The resulting binary leads to a race condition, which can be detected by Intel Inspector. Below I am showing the output of Inspector with the sequential program, where argc == 16:

Collection started. To stop the collection, either press CTRL-C or enter from another console window: inspxe-cl -r /home/gleison/Desktop/Fernando_modifed_example/r002ti3 -command stop.
1 2 3 4 5 6 7 8 9 10 11 12 13 14 15 x=15Warning: Failed to find more than one thread. Ensure that your program is multithreaded.
 
0 new problem(s) found

And now the output of the Inspector with the binary produced by ICC after parallelization:

icc: remark #10397: optimization reports are generated in *.optrpt files in the output location
Collection started. To stop the collection, either press CTRL-C or enter from another console window: inspxe-cl -r /home/gleison/Desktop/Fernando_modifed_example/r003ti3 -command stop.
1 2 3 4 5 6 7 8 9 10 11 12 13 14 15 x=15Warning: One or more threads in the application accessed the stack of another thread. This may indicate one or more bugs in your application. Setting the Inspector to detect data races on stack accesses and running another analysis may help you locate these and other bugs.
 
1 new problem(s) found
    1 Data race problem(s) detected

Would it be possible to have ICC running some analysis to prevent the parallelization of this loop? Or perhaps issuing a warning about the potential data race that the parallelization introduces?

Kind regards,

Gleison

jimdempseyatthecove · ‎01-21-2020

The second report states:

>>Warning: One or more threads in the application accessed the stack of another thread. This may indicate one or more bugs in your application.

This is not an error statement, rather it is a warning of potential error. You must look closer. The warning said so:

>>Setting the Inspector to detect data races on stack accesses and running another analysis may help you locate these and other bugs.

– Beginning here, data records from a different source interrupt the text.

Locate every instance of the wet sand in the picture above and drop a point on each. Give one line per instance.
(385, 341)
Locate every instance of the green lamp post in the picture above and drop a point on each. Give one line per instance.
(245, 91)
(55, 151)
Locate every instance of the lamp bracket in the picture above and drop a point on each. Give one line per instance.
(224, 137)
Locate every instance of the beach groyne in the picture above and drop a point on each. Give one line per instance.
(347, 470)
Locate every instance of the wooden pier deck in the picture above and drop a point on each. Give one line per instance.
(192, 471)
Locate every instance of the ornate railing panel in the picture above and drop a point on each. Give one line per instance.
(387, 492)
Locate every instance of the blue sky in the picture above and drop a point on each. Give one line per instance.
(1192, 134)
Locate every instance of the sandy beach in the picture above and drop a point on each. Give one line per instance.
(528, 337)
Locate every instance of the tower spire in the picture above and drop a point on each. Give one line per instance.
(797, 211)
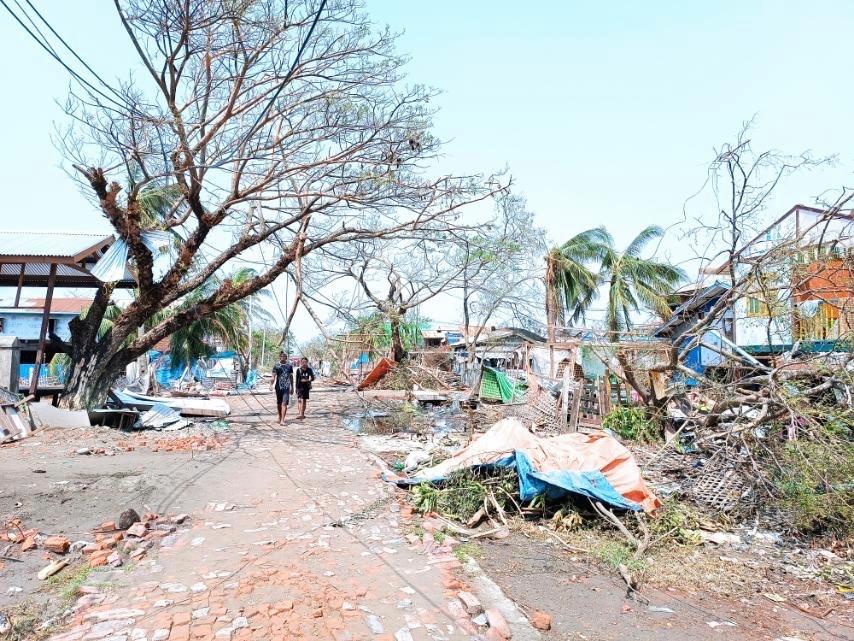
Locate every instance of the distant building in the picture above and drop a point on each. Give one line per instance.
(691, 305)
(24, 322)
(804, 290)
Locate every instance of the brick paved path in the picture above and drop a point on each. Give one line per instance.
(302, 540)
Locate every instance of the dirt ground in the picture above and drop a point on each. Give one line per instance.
(291, 534)
(587, 603)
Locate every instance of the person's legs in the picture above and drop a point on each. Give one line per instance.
(302, 397)
(286, 399)
(279, 404)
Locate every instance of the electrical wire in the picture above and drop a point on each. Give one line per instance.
(71, 49)
(291, 71)
(46, 46)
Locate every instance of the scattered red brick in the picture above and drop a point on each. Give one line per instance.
(57, 544)
(541, 621)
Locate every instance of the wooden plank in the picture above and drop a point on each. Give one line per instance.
(576, 407)
(34, 381)
(564, 399)
(20, 284)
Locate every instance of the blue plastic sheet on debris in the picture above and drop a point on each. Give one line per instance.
(554, 485)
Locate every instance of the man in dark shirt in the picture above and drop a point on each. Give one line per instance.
(304, 376)
(283, 383)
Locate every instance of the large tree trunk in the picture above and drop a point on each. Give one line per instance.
(397, 351)
(551, 300)
(90, 379)
(96, 362)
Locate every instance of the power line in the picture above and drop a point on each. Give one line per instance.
(73, 52)
(291, 70)
(46, 46)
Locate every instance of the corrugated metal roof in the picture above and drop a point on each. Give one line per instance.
(36, 275)
(49, 244)
(60, 305)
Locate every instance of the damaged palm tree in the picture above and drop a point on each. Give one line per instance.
(275, 128)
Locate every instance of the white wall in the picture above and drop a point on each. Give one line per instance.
(27, 326)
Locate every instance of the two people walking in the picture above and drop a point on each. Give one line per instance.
(287, 378)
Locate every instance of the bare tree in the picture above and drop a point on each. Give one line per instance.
(268, 123)
(499, 268)
(395, 278)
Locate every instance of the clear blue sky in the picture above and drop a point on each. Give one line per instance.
(605, 113)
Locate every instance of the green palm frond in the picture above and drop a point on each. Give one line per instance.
(653, 232)
(573, 282)
(635, 282)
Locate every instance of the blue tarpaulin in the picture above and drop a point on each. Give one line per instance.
(592, 465)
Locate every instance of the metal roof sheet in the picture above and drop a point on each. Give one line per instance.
(36, 275)
(50, 243)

Your code did not specifically state the disposition of variable x. As such it is implicitly shared, however nothing is stated as to how it is to be shared. IOW can it be registerized, is it to be programmed as if it were volatile, is it to be programmed as if it were atomic<int>. The inspector is simply stating:

There is a potential for a programming error. It could have been a little more descriptive, but none the less it is sufficient enough for you to take a look.

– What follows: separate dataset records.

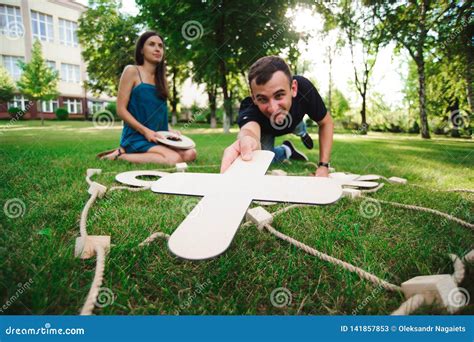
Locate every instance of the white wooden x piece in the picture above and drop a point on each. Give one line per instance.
(210, 227)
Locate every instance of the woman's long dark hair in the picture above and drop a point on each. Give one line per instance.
(160, 72)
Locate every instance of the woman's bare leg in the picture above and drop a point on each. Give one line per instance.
(157, 155)
(188, 155)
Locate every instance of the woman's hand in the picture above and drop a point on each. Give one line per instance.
(152, 136)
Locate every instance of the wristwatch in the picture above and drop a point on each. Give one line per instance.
(323, 164)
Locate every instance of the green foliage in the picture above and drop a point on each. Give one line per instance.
(112, 108)
(340, 105)
(15, 113)
(108, 42)
(7, 86)
(62, 114)
(38, 81)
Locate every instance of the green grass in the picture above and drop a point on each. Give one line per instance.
(45, 167)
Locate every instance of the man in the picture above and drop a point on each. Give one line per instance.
(276, 107)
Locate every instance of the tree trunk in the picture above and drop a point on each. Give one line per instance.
(212, 106)
(227, 99)
(456, 118)
(363, 128)
(39, 109)
(420, 62)
(330, 80)
(174, 100)
(425, 133)
(469, 79)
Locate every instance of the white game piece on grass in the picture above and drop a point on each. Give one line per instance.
(368, 178)
(85, 246)
(397, 180)
(130, 177)
(97, 187)
(278, 173)
(351, 193)
(91, 172)
(438, 288)
(177, 141)
(259, 217)
(181, 167)
(210, 227)
(351, 180)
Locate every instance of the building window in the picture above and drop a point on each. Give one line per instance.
(19, 101)
(49, 106)
(51, 64)
(11, 64)
(68, 32)
(70, 73)
(74, 106)
(42, 26)
(10, 21)
(95, 106)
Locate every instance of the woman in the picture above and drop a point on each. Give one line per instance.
(141, 103)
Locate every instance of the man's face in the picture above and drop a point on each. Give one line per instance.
(274, 98)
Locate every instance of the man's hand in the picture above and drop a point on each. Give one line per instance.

BTW with such a short loop run, it is likely that the Inspector would not be able to detect the data race.

Jim Dempsey

jimdempseyatthecove · ‎01-21-2020

Also note, should the thread dispatched to run the last segment of a[...] complete the loop prior to any of the other threads starting the loop .AND. if the last thread updated the shared x, then the first-next thread will bugger a[len]. One past the end of the array.

You have a fundamental programming error with respect to parallelizing this loop. You, not the compiler, must fix this.

Jim Dempsey

Thompson__Max · ‎01-28-2020

Hi everyone. I am new to this forum. Interesting thread, thanks for the information.

ICC 19.0.4.243 parallelized loop with confirmed Race Condition on Lenovo Legion Y7000 16 Gb ram i7 8th gen, ubuntu 18.04.